The CDC’s Checklists Are a Helpful Resource
Returning to live instruction in the classroom, whether it happens in stages or all at once, is sure to be challenging to teachers, parents, and school administrators. But let’s not forget that . . .
The transition back to live learning will challenge students more than it will challenge anyone else
“Your” kids – whether you are a parent or a teacher – will face an emotional upheaval. Their relationships with parents and siblings will be disrupted. They might have to adjust to getting up earlier in the morning, to taking buses to and from school, and to other altered routines. And then there is the fact that no matter how old they are, they will be reentering a challenging social environment that is probably filled with friends, cliques, clubs, crushes, and events.
We can’t just expect students to go back to school, sit down at a desk, and resume classroom life as though the Covid-19 pandemic had never happened.
A Resource from the Centers for Disease Control and Prevention (CDC)
The CDC has recently published some very helpful checklists to help parents and schools plan for students’ return to live learning. You can check them out HERE.
For example, here are some of the CDC’s pointers for parents whose children are returning to school:
Review and practice proper hand hygiene at home, especially before and after eating, sneezing, coughing, and adjusting a mask.
Make handwashing fun and explain to your child why it’s important.

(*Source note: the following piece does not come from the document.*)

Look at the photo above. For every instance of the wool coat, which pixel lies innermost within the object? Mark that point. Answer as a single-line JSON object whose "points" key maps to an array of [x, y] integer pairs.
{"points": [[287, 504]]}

Be familiar with how your school will make water available during the day. Consider packing a water bottle.
Develop daily routines before and after school—for example, things to pack for school in the morning (like hand sanitizer and an additional (back up) mask) and things to do when you return home (like washing hands immediately and washing masks).
Talk to your child about precautions to take at school. Children may be advised to:
- Wash and sanitize their hands more often.
- Keep physical distance from other students.
- Wear a mask.
- Avoid sharing objects with other students, including water bottles, devices, writing instruments, and books.
- Use hand sanitizer (that contains at least 60% alcohol). Make sure you’re using a safe product.
- Monitor how they feel and tell an adult if they are not feeling well.